Ancak hakim, kadastro tutanağındaki beyanla, duruşma
sırasında topladığı deliller arasında çelişki görürse, bunu gidermek için
tutanakta beyanlarına başvurulan kimseleri tanık sıfatıyla yeniden
dinleyebilir.
Kadastro komisyonlarından gönderilen tutanaklar ile mahalli
mahkemelerden devredilen dosyaların muhtevasından malik tespiti yapılamadığı
veya dava açan mirasçının dışında başka mirasçıların da bulunduğu anlaşıldığı
takdirde, hakim resen lüzum gördüğü diğer delilleri
toplayarak taşınmaz malın kimin adına tescil edileceğine karar vermekle
yükümlüdür. Taşınmaz malın ölü bir şahsa ait olduğu anlaşılır ve mirasçıları da
tespit edilemezse, ölü olduğu yazılmak suretiyle o şahsın adına tescil kararı
verilir.”
17. 3402 sayılı Kanun’un “Kararların tebliği, kanun
yollarına başvurma ve ilamların infazı” kenar başlıklı 32.
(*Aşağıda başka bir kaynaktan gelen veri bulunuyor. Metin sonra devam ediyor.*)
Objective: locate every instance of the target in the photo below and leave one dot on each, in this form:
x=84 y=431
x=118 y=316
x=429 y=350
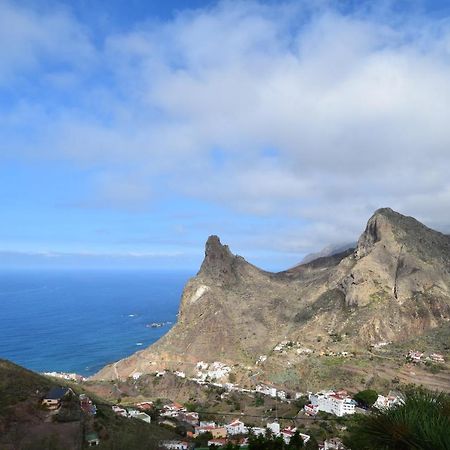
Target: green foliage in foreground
x=422 y=422
x=366 y=398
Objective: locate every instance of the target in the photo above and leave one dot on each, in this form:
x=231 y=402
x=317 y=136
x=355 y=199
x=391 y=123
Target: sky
x=130 y=131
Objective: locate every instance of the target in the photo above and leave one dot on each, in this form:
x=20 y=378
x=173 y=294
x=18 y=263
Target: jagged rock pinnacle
x=218 y=262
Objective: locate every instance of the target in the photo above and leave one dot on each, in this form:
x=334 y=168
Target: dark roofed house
x=92 y=439
x=53 y=398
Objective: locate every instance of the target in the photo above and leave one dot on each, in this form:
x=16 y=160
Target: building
x=311 y=410
x=437 y=357
x=274 y=427
x=92 y=439
x=387 y=402
x=414 y=356
x=332 y=444
x=54 y=397
x=134 y=414
x=175 y=445
x=236 y=427
x=145 y=406
x=220 y=442
x=288 y=432
x=215 y=430
x=333 y=402
x=266 y=390
x=119 y=411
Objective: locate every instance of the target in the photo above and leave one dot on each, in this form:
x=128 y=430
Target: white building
x=288 y=432
x=175 y=445
x=274 y=427
x=332 y=444
x=236 y=427
x=387 y=402
x=337 y=403
x=266 y=390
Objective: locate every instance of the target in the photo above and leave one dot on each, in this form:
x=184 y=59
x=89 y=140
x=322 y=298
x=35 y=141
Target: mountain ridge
x=394 y=285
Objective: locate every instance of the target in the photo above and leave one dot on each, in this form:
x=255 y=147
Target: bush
x=421 y=422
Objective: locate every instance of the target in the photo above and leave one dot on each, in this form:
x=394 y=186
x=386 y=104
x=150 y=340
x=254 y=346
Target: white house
x=274 y=427
x=258 y=431
x=119 y=411
x=387 y=402
x=311 y=410
x=175 y=445
x=288 y=432
x=332 y=444
x=236 y=427
x=337 y=403
x=266 y=390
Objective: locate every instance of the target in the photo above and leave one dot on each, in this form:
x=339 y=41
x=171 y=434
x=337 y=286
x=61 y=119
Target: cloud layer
x=307 y=113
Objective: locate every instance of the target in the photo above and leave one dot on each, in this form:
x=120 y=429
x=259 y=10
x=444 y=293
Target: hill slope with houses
x=388 y=294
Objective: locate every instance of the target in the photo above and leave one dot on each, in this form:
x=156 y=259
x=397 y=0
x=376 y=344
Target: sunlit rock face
x=394 y=284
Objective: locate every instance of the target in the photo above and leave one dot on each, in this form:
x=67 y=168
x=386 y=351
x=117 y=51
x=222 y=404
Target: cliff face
x=395 y=284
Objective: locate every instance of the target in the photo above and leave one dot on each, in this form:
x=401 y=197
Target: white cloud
x=356 y=106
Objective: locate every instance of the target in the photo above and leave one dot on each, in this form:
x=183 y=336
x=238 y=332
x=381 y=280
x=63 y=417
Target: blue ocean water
x=78 y=321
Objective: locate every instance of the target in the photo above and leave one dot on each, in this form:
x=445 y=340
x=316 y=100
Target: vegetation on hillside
x=421 y=422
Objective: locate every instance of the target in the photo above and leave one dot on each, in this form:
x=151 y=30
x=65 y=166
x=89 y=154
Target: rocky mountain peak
x=219 y=261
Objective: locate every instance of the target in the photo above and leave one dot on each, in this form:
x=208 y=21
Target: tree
x=296 y=442
x=421 y=421
x=366 y=398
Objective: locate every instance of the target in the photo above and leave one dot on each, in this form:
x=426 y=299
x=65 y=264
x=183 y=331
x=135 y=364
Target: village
x=199 y=428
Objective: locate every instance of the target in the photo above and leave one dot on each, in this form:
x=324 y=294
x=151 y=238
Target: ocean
x=78 y=321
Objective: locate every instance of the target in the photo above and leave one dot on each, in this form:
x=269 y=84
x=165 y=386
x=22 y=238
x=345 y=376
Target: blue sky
x=130 y=131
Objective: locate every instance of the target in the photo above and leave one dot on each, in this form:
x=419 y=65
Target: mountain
x=393 y=287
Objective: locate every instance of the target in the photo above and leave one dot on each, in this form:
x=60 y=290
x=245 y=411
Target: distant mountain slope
x=329 y=250
x=394 y=285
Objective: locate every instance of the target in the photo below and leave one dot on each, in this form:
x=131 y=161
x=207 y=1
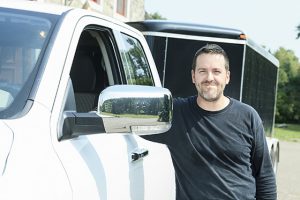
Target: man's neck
x=217 y=105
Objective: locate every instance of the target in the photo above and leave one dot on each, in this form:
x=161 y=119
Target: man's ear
x=193 y=75
x=227 y=77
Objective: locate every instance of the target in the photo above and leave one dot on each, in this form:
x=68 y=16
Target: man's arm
x=262 y=166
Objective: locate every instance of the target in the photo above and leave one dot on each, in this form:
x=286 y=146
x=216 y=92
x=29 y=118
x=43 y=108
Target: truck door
x=103 y=166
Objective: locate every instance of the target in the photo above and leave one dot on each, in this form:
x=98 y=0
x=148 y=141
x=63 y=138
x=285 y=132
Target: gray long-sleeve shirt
x=219 y=155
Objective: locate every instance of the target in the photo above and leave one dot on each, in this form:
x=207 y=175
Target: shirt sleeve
x=262 y=166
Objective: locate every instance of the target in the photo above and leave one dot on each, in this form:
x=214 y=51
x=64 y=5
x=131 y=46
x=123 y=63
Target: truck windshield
x=23 y=36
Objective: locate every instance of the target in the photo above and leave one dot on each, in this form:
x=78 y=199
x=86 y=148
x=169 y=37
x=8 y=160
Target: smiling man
x=217 y=143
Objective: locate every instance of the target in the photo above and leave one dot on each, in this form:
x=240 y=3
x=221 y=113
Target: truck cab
x=77 y=90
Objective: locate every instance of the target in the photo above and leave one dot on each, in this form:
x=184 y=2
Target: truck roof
x=186 y=28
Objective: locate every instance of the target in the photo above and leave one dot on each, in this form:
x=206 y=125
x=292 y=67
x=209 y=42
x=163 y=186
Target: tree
x=288 y=97
x=155 y=15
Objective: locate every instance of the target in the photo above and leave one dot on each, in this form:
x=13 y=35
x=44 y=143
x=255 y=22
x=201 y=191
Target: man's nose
x=210 y=76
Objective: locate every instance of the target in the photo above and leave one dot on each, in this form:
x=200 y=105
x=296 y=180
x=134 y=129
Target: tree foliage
x=288 y=94
x=155 y=15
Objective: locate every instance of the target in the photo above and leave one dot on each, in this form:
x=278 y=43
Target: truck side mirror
x=134 y=109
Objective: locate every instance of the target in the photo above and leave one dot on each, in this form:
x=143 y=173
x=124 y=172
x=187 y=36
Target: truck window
x=134 y=61
x=91 y=69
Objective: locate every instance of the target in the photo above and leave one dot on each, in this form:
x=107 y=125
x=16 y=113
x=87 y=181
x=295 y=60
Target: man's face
x=210 y=76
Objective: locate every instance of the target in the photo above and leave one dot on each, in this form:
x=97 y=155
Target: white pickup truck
x=76 y=91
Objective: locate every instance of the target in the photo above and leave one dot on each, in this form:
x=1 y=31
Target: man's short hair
x=211 y=49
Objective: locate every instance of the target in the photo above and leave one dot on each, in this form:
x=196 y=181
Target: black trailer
x=253 y=70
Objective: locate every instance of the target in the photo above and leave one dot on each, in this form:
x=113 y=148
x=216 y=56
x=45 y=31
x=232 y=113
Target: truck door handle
x=138 y=154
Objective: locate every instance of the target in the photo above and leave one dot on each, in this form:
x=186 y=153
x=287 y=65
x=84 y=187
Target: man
x=217 y=143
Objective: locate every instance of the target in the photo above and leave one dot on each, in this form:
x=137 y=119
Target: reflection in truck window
x=135 y=63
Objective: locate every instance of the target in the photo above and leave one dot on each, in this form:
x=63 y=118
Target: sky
x=271 y=23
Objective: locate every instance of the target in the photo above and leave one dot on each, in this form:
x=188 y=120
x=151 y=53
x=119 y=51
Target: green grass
x=289 y=133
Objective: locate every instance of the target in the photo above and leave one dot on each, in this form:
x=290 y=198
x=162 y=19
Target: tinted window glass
x=23 y=35
x=135 y=63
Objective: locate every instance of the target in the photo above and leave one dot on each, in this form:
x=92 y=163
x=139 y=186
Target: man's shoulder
x=184 y=100
x=243 y=107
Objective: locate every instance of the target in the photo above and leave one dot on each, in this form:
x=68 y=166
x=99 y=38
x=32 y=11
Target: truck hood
x=6 y=141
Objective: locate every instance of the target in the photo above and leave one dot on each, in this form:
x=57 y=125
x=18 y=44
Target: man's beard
x=209 y=95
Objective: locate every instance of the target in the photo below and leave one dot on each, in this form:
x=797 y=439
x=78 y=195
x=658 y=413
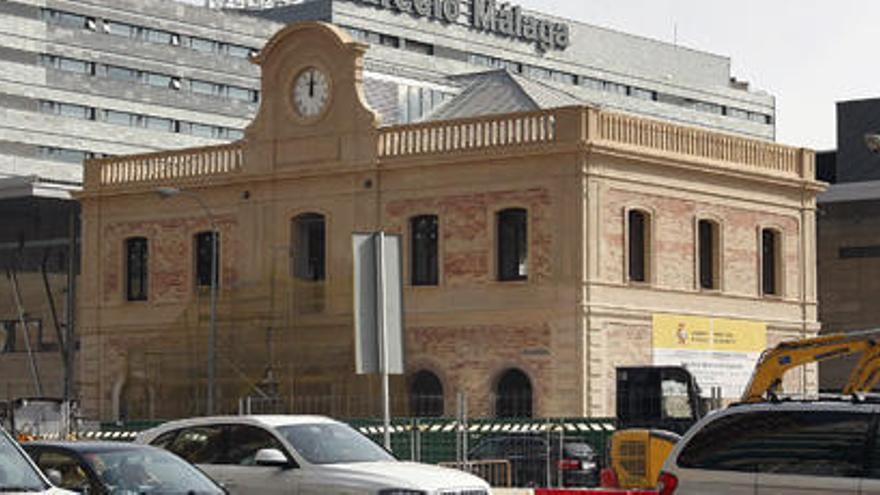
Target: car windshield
x=332 y=443
x=146 y=470
x=16 y=473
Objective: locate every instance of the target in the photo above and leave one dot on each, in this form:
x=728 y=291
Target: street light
x=168 y=192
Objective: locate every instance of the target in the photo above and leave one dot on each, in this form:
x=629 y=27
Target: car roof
x=270 y=421
x=85 y=447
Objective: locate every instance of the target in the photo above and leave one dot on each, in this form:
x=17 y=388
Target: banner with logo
x=718 y=352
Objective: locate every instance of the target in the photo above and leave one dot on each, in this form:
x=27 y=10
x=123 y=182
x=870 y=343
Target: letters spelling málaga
x=487 y=15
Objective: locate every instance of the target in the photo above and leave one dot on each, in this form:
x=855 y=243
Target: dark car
x=115 y=468
x=536 y=462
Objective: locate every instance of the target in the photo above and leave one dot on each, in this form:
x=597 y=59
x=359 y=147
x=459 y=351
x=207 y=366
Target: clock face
x=310 y=92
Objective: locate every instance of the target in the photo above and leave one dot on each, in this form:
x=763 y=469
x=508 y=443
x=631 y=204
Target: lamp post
x=168 y=192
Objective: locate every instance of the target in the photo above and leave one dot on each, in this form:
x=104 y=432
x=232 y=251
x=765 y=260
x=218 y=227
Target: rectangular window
x=121 y=118
x=136 y=269
x=387 y=40
x=512 y=244
x=638 y=245
x=205 y=88
x=202 y=130
x=769 y=261
x=238 y=51
x=160 y=37
x=157 y=80
x=203 y=45
x=423 y=250
x=708 y=253
x=563 y=77
x=642 y=94
x=309 y=246
x=859 y=252
x=737 y=113
x=123 y=74
x=241 y=94
x=68 y=19
x=205 y=262
x=159 y=124
x=419 y=47
x=121 y=29
x=538 y=72
x=67 y=110
x=62 y=154
x=589 y=82
x=620 y=89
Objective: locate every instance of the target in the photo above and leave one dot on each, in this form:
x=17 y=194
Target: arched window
x=308 y=247
x=136 y=274
x=426 y=395
x=639 y=249
x=423 y=250
x=708 y=245
x=513 y=260
x=513 y=395
x=770 y=262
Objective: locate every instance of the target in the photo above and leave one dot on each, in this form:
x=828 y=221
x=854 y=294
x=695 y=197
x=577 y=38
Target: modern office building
x=98 y=78
x=541 y=250
x=107 y=77
x=848 y=230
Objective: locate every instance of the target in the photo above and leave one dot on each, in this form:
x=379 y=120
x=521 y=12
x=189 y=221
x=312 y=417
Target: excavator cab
x=655 y=404
x=658 y=397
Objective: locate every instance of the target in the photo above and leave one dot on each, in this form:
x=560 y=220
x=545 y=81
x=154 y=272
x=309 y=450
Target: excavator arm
x=774 y=362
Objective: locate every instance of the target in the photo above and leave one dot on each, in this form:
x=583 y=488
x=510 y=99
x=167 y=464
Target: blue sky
x=809 y=54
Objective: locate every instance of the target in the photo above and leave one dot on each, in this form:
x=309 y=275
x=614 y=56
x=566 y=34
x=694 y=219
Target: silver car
x=18 y=473
x=305 y=455
x=787 y=448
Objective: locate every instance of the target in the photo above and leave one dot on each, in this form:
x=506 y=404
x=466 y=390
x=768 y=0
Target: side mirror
x=271 y=457
x=54 y=476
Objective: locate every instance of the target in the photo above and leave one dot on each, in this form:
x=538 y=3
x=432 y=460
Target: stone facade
x=576 y=171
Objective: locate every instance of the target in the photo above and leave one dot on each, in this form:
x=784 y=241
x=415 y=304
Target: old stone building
x=540 y=248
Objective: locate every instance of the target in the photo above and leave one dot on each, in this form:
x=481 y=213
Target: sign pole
x=383 y=336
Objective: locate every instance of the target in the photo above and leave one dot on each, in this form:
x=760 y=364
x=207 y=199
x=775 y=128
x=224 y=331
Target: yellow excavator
x=658 y=403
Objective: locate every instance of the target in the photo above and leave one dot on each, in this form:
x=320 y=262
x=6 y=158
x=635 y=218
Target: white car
x=18 y=474
x=303 y=455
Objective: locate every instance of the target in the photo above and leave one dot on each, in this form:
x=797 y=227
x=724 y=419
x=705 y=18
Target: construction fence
x=548 y=452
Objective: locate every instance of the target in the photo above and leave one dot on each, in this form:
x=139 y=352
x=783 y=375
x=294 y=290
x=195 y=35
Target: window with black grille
x=426 y=395
x=423 y=250
x=707 y=245
x=513 y=395
x=639 y=235
x=770 y=262
x=512 y=244
x=309 y=247
x=136 y=276
x=205 y=245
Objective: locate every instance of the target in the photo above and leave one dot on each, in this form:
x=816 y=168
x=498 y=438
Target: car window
x=200 y=445
x=164 y=440
x=577 y=449
x=486 y=449
x=73 y=474
x=525 y=446
x=332 y=443
x=815 y=443
x=873 y=468
x=145 y=470
x=15 y=470
x=244 y=441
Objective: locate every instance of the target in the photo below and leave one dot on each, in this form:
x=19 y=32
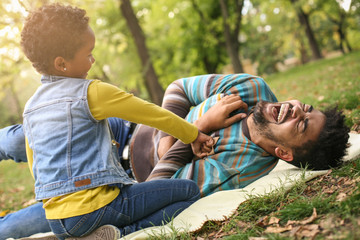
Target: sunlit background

maddesinin birinci fıkrası şöyledir:
“Kadastro mahkemesi kararları Tebligat Kanunu hükümlerine
göre resen taraflara tebliğ olunur.”
18. 3402 sayılı Kanun’un “Yargılama giderleri, kadastro
harcı ve tahakkuku” kenar başlıklı 36. maddesinin birinci fıkrasının
son cümlesi şöyledir:
“Bu Kanun gereğince resen yapılması gereken soruşturma ve
tebligat işlemleri için zaruri giderler, ileride haksız çıkacak taraftan
alınmak üzere bütçeye konulan ödenekten karşılanır.”
IV. İNCELEME VE
GEREKÇE
19. Mahkemenin 7/3/2014
tarihinde yapmış olduğu toplantıda, başvurucuların 19/8/2013 tarih ve 2013/6261
numaralı başvuruları incelenip gereği düşünüldü:
A. Başvurucuların İddiaları
20. Başvurucular, 1957 yılında
yapılan kadastro çalışmaları sırasında 3 ve 5 parsel numaralı taşınmazların
başka şahıslar adlarına tespit edildiğini, murisleri tarafından 16/11/1957
tarihinde Kızıltepe Tapulama Mahkemesinde açılan kadastro tespitine itiraz
davasının halen devam ettiğini, yargılamanın uzun sürdüğünü ve makul sürede
yargılama yapılmadığını, 56 yıldır devam eden yargılama sürecinde taşınmazı
kullanamadıklarını belirterek, mülkiyet ve adil yargılanma haklarının ihlal
edildiğini ileri sürmüşler, ayrıca maddi ve manevi tazminat ödenmesini talep
etmişlerdir.
B. Değerlendirme
1. Kabul
Edilebilirlik Yönünden
21. Başvurucular, somut
başvuruya ilişkin olarak ilk derece mahkemesince yapılan yargılamayı
sonlandırır nitelikte bir kararın mevcut olmadığını, AİHM kararlarında da
belirtildiği üzere makul sürede yargılama yapılmaması iddiasına dayanan
başvurular açısından başvuru yollarının tüketilmesi şartının aranamayacağını,
zira başvurunun esasen yargılamanın nihayete ulaştırılamaması nedenine
dayandığını belirtmişlerdir.
22. Başvuru konusu dava, Anayasa
Mahkemesinin zaman bakımından yetkisinin başlama tarihi olan 23/9/2012’den önce
açılmış olup, başvuru tarihi itibarıyla derdest olduğu anlaşılmakla, başvurunun
incelenmesi Anayasa Mahkemesinin zaman bakımından yetkisi dâhilindedir. Ayrıca,
bireysel başvuruda bulunulmadan önce, ihlal iddiasının dayanağı olan işlem,
eylem ya da ihmal için kanunda öngörülmüş olan idari ve yargısal başvuru
yollarının tamamının tüketilmiş olması gerekmekle birlikte, hukuk sistemimizde,
yargılamanın uzamasını önleyici etkiye sahip olan veya yargılamanın makul
sürede yapılmaması sonucunda oluşan zararları tespit ve tazmin edici nitelik
taşıyan bir idari veya yargısal başvuru yolunun bulunmadığı anlaşıldığından,
başvuru kanun yollarının tüketilmesi yönünden kabul edilebilir niteliktedir (B.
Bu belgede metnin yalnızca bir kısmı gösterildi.